Music Review: The Fiery Furnaces' Bitter Tea

A Review of Their Fifth Full-Length Album

Snuggy
The Fiery Furnaces have tossed out one the most spasmodic, inaccessible, flowing, and beautiful albums of 2006. Does that make sense? Well neither does this album. Yes, the Friedberger siblings titillate and tease their listeners by contrasting smooth synthesizer soundscapes with pure chaos on almost every track, kicking traditional little things like "transition" and "listenability" to the curb. The result brims with potential, yet ultimately leaves you hungry for more...evil geniuses, perhaps?

Bitter Tea is an amalgamation of synthesizers, guitars, and weird vocal effects whirling around a blender on low setting; each ingredient dominates at times, but the elements never truly mix. Most of these little sections work on their lonesome, but make no sense with the rest of the track. Perhaps the band wrote 20 or 30 songs, forgot they had a deadline, and just threw them all together until each track was three minutes long? The final result kind of sounds like those magnet sets with words that can be arranged to spell sentences on your refrigerator door. Except with music. And instead of words, the magnets say things like "jfiwkd", "owujdu", and "kweipoponjaks"....

Indeed, the most radio-friendly tracks are the bonus tracks "Nevers Again" and "Benton Harbor Blues Again", which (as you can see from the titles) are just cleaned up rehashes of earlier chaos-tracks on the album. But they are freakin BEAUTIFUL. Stereolab with more synthpop influence; melodic soundscaping at its best. Remember when I used the word titillate earlier? Hot damn! The band is clearly capable of making some great stuff, and it's a shame they chose not to for most of this album. These two tracks are the calm at the end of the storm...OR the eye of the hurricane (only if you play the cd twice and then like, skip them the second time). Eye of the tiger-hurricane? Whatever's more poetic.
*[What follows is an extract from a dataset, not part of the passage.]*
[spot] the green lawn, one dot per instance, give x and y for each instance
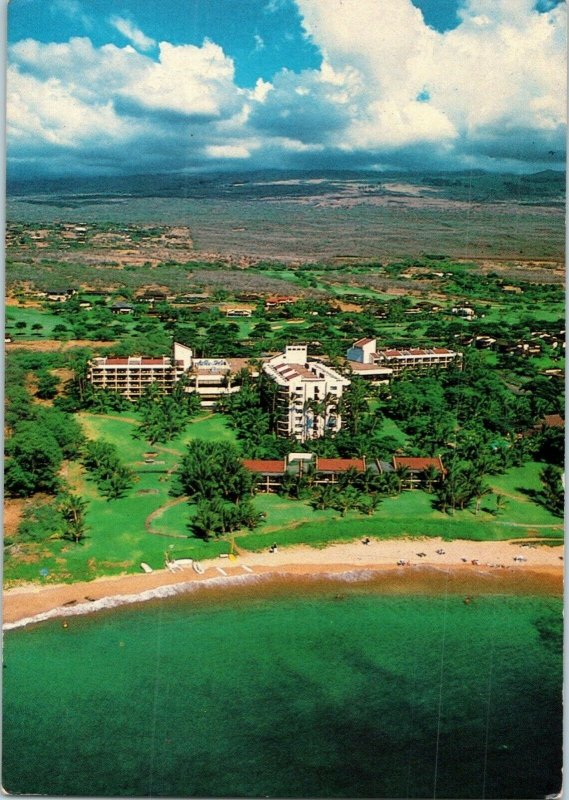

All in all, this is a pretty good album. There are a lot of weird sounds in there, but they're good-weird. Maybe I'm just a sucker for space sounds, or maybe I like to feel all pretentious giving such a strange album a good review, maybe whatever. At the very least, kudos to the ballsy artists for making an album that is both euphony AND cacophony, my two favorite kind of phony (zing!). It's a fun listen.